Should have been a little more specific. I was really wondering how you got it to look like you had the original paint on it and it's faded and rusted. Mostly when I do models I look at how the instructions say to do it then I try to make it look like it was a rebuild not a factory original. That is really all I do but I am wanting to make a car that looks like it was just found being that old. So the main question I am wondering is how did you achieve that paint job?


----------



## Whitewarrior0000 (Sep 8, 2013)

Hey Russ - sorry... There are a lot of different ways to do it but I just spray the body with different colors of primer then the base color the car/etc is going to be. Then you can gently sand to get down to the first color of primer in different areas or sand a little harder to reach the next coat of primer. The different colors then show thru. Maybe others with chime in with their ideas!


----------



## Whitewarrior0000 (Sep 8, 2013)

*Pic of "old rusty" truck body's*

Here's a pic of a couple 55' truck bodies I'm working on!


----------



## russ9320 (Jul 31, 2013)

thanks for the fast response. I attached a photo of the mustang I sprayed for my wife to assemble.
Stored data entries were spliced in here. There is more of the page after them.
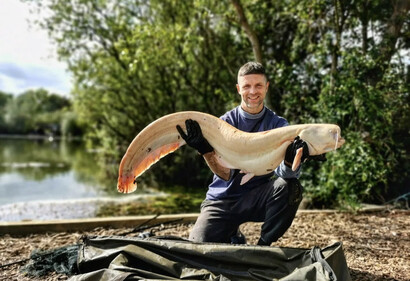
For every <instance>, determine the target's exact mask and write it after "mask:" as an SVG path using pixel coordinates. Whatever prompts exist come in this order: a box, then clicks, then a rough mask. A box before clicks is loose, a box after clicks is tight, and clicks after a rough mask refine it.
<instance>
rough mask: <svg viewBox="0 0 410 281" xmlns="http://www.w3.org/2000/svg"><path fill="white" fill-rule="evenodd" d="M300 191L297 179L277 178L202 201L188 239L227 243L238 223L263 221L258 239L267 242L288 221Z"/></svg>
mask: <svg viewBox="0 0 410 281" xmlns="http://www.w3.org/2000/svg"><path fill="white" fill-rule="evenodd" d="M302 192H303V188H302V186H301V184H300V183H299V180H297V179H286V180H285V179H282V178H277V179H276V180H272V181H269V182H268V183H266V184H264V185H262V186H260V187H257V188H254V189H252V190H250V191H249V192H247V193H245V194H244V195H243V196H242V197H241V198H239V199H236V200H231V199H229V200H216V201H214V200H204V201H203V203H202V205H201V213H200V215H199V217H198V219H197V221H196V223H195V225H194V228H193V229H192V231H191V233H190V235H189V239H190V240H192V241H194V242H220V243H230V241H231V240H230V239H231V237H232V236H233V235H235V234H236V233H237V231H238V228H239V226H240V225H241V224H242V223H244V222H263V225H262V228H261V238H260V240H259V242H261V241H262V242H263V243H261V244H265V245H270V244H271V243H272V242H275V241H277V240H278V239H279V238H280V237H281V236H282V235H283V234H284V233H285V232H286V230H287V229H288V228H289V227H290V225H291V224H292V221H293V219H294V218H295V215H296V211H297V209H298V207H299V204H300V201H301V200H302Z"/></svg>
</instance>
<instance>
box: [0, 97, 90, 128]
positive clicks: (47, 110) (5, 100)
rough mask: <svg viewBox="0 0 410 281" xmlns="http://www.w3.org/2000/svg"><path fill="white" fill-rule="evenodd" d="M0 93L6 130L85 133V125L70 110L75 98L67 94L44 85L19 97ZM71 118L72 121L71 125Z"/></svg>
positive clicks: (0, 125) (2, 127) (2, 110)
mask: <svg viewBox="0 0 410 281" xmlns="http://www.w3.org/2000/svg"><path fill="white" fill-rule="evenodd" d="M0 97H2V98H0V113H1V115H0V116H1V119H0V132H2V133H9V134H40V135H45V134H47V135H49V134H52V135H60V134H63V135H64V136H69V135H70V136H73V135H77V136H78V135H80V134H81V133H82V128H83V127H84V125H80V124H79V123H78V121H77V120H76V119H77V118H76V117H75V115H74V113H70V112H69V110H70V108H71V102H70V101H69V100H68V99H67V98H65V97H62V96H59V95H56V94H51V93H49V92H48V91H46V90H44V89H38V90H28V91H26V92H24V93H22V94H20V95H18V96H15V97H13V96H11V95H8V96H7V95H6V96H4V95H1V96H0ZM4 97H6V98H4ZM2 122H3V123H2ZM67 122H71V125H68V123H67ZM1 124H2V126H1ZM62 125H64V132H62V127H61V126H62Z"/></svg>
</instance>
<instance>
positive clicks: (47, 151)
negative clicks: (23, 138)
mask: <svg viewBox="0 0 410 281" xmlns="http://www.w3.org/2000/svg"><path fill="white" fill-rule="evenodd" d="M98 163H99V162H98V160H97V154H96V152H92V151H89V150H87V149H86V148H85V145H84V144H83V143H82V142H80V141H60V140H57V141H49V140H48V139H36V140H32V139H18V138H16V139H4V138H0V221H8V220H21V219H56V218H78V217H89V216H92V214H93V212H94V211H95V208H92V206H93V205H96V202H102V201H104V200H105V201H106V200H107V198H110V199H115V200H121V199H124V200H133V199H135V196H141V195H138V194H137V195H130V194H128V195H127V194H119V193H118V192H117V191H116V178H115V177H111V178H110V179H108V180H107V179H104V180H101V179H102V178H104V177H102V175H103V174H104V173H105V172H104V170H103V169H102V167H101V166H100V165H99V164H98ZM115 166H116V167H114V168H115V169H116V168H117V167H118V165H115ZM102 182H103V184H102ZM105 201H104V202H105ZM71 209H72V210H71ZM74 213H75V214H74Z"/></svg>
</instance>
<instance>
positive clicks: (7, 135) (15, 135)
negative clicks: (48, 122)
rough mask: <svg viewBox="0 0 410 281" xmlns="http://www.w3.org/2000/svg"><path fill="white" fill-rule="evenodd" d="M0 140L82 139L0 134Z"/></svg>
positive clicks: (25, 135) (52, 139) (54, 136)
mask: <svg viewBox="0 0 410 281" xmlns="http://www.w3.org/2000/svg"><path fill="white" fill-rule="evenodd" d="M0 139H24V140H48V141H54V140H82V137H62V136H52V135H49V136H47V135H34V134H29V135H18V134H0Z"/></svg>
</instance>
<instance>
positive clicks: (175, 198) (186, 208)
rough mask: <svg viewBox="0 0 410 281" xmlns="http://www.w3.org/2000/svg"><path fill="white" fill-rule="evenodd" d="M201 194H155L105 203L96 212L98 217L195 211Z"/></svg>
mask: <svg viewBox="0 0 410 281" xmlns="http://www.w3.org/2000/svg"><path fill="white" fill-rule="evenodd" d="M202 200H203V195H201V196H200V197H199V196H196V195H192V194H187V193H183V194H181V193H173V194H171V195H167V196H157V197H153V198H150V199H147V200H143V201H140V202H132V203H124V204H105V205H102V206H101V207H100V208H99V210H98V212H97V216H98V217H107V216H141V215H150V214H178V213H196V212H198V210H199V207H200V205H201V202H202Z"/></svg>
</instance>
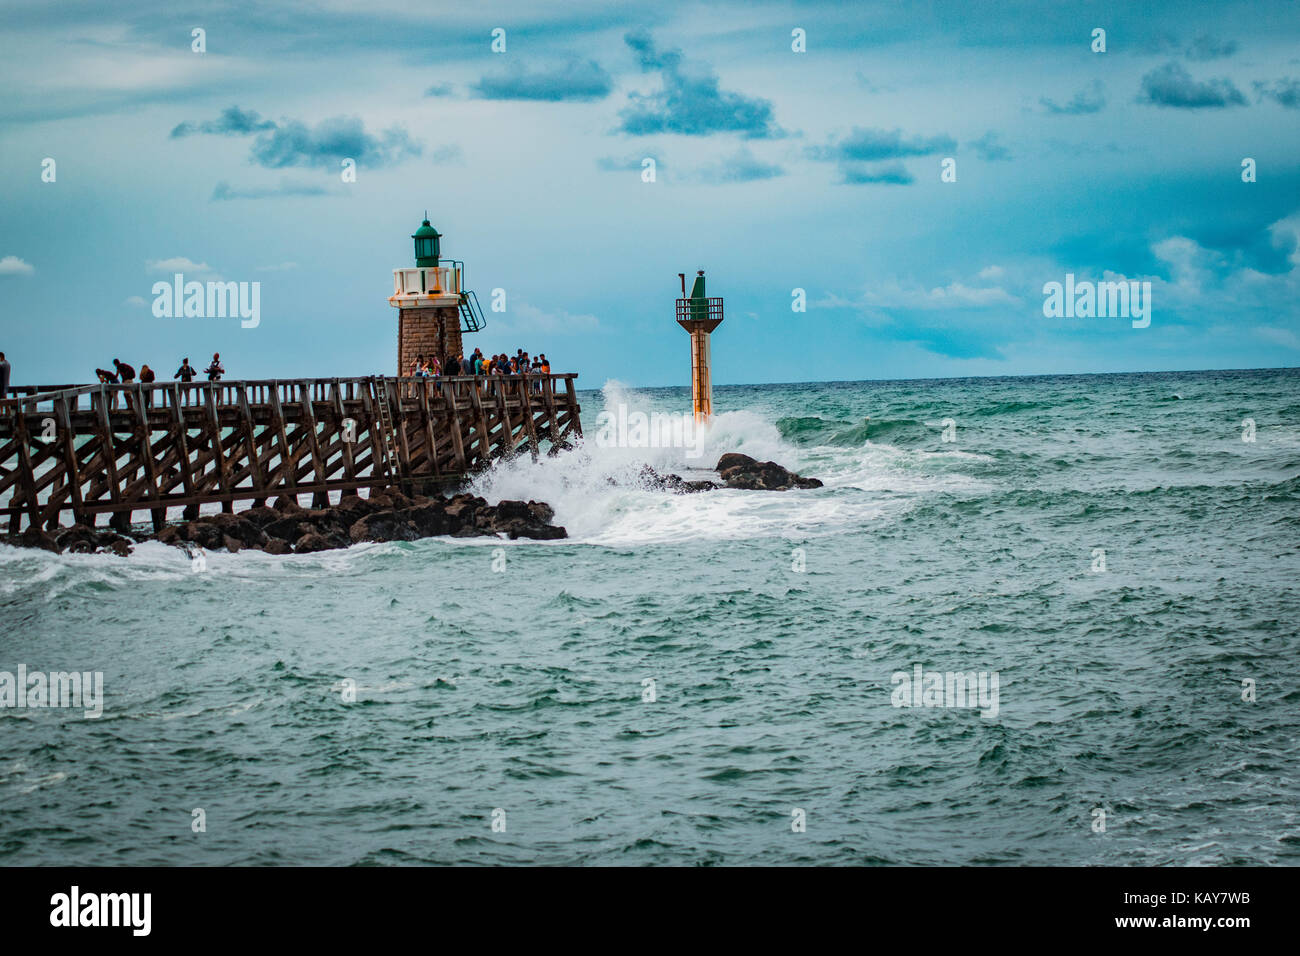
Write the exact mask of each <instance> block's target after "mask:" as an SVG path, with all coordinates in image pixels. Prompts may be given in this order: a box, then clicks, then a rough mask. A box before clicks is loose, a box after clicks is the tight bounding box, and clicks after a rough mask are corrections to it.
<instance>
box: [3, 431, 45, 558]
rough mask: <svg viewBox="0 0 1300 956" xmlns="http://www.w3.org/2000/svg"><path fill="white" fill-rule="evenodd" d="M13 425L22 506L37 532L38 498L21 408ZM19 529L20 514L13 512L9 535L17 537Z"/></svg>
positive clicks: (32, 527)
mask: <svg viewBox="0 0 1300 956" xmlns="http://www.w3.org/2000/svg"><path fill="white" fill-rule="evenodd" d="M13 425H14V438H16V440H17V442H18V468H19V471H21V479H19V481H18V486H19V489H21V490H22V506H23V507H25V509H26V510H27V520H29V522H30V523H31V528H32V529H35V531H39V529H40V498H38V497H36V481H35V473H34V472H32V467H31V449H30V447H29V445H27V442H29V436H27V416H26V415H25V414H23V411H22V408H21V406H19V408H18V414H17V415H14V420H13ZM21 527H22V518H21V512H18V511H14V512H13V515H12V516H10V518H9V533H10V535H17V533H18V531H19V528H21Z"/></svg>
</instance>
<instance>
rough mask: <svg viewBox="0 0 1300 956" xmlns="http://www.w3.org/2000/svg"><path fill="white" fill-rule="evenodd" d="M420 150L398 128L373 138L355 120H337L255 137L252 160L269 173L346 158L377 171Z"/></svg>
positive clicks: (295, 122)
mask: <svg viewBox="0 0 1300 956" xmlns="http://www.w3.org/2000/svg"><path fill="white" fill-rule="evenodd" d="M421 148H422V147H421V146H420V144H419V143H416V142H415V140H412V139H411V138H409V135H407V131H406V130H404V129H403V127H400V126H394V127H393V129H389V130H383V131H382V133H381V134H378V135H373V134H370V133H367V131H365V126H364V125H363V124H361V121H360V120H359V118H357V117H355V116H352V117H347V116H337V117H334V118H330V120H321V121H320V122H318V124H316V126H308V125H307V124H304V122H299V121H298V120H290V121H287V122H283V124H281V125H279V126H277V127H276V129H274V130H270V131H266V133H260V134H257V138H256V139H253V143H252V160H253V163H257V164H259V165H263V166H266V168H268V169H282V168H285V166H315V165H322V164H326V163H329V161H331V160H333V161H335V163H337V161H338V160H341V159H343V157H348V159H354V160H356V161H357V164H359V165H363V166H370V168H377V166H389V165H393V164H394V163H400V161H402V160H404V159H408V157H411V156H419V155H420V152H421Z"/></svg>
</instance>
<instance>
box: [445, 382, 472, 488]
mask: <svg viewBox="0 0 1300 956" xmlns="http://www.w3.org/2000/svg"><path fill="white" fill-rule="evenodd" d="M442 398H443V401H446V403H447V420H448V421H450V423H451V428H450V429H447V431H450V432H451V450H452V451H455V454H456V471H459V472H460V473H461V475H464V473H465V470H467V462H465V429H464V425H463V424H461V421H460V408H458V407H456V389H455V385H454V384H452V382H450V381H443V382H442Z"/></svg>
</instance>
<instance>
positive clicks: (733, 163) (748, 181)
mask: <svg viewBox="0 0 1300 956" xmlns="http://www.w3.org/2000/svg"><path fill="white" fill-rule="evenodd" d="M697 176H698V178H699V181H701V182H708V183H714V185H722V183H728V182H754V181H757V179H774V178H776V177H777V176H785V170H784V169H781V166H779V165H776V164H774V163H763V161H762V160H761V159H758V157H757V156H754V155H753V153H751V152H750V151H749V150H740V151H738V152H736V153H735V155H732V156H728V157H725V159H724V160H722V161H720V163H716V164H714V165H710V166H705V168H702V169H701V170H699V172H698V173H697Z"/></svg>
I painted the inside of the engine compartment the same color as the body to make it look even more like a modern rebuild. Looking at how you did everything I am thinking about building one just like it but having it be the "before" version. Another question I have is how to make the rims look old. I was thinking sand all the chrome plating off and painting them steel or something similar. That will be a little way down the road as I have just really started this wonderful hobby and really can only afford to do one model a month since I don't have all the paints and other things stockpiled yet. I am working on a ferrari 458. My first skill level 3. Next month I am taking a step back to a 2 but only because I have a bunch of fluorescent acrylics that I want to use and paint a highlighter car. I have posted about this on another thread so you can check it out if you'd like. Back to the point I was trying to get to. The kit is the revell 70 boss mustang 302. I am thinking about making a rusted beat up "before" version and really would like any input or advice. As promised here is the pic.


----------



## Whitewarrior0000 (Sep 8, 2013)

Russ, that would make a great body to work with! You can also Google "instant rust" and find many products available for a nice rusty look also - just an option. I'm just getting back into modeling after years of being out of the hobby. I probably have 40 models ready to paint sitting around and many more boxed. It can be an expensive hobby for sure! I'm in the "Gasser mode" at the moment and have made the decision to built 6 or 8 of them then on to other things. You can also email me thru here if I can be of assistance. I really enjoy talking about the hobby and swapping pics. Please keep up to date on your projects!...........Terry


----------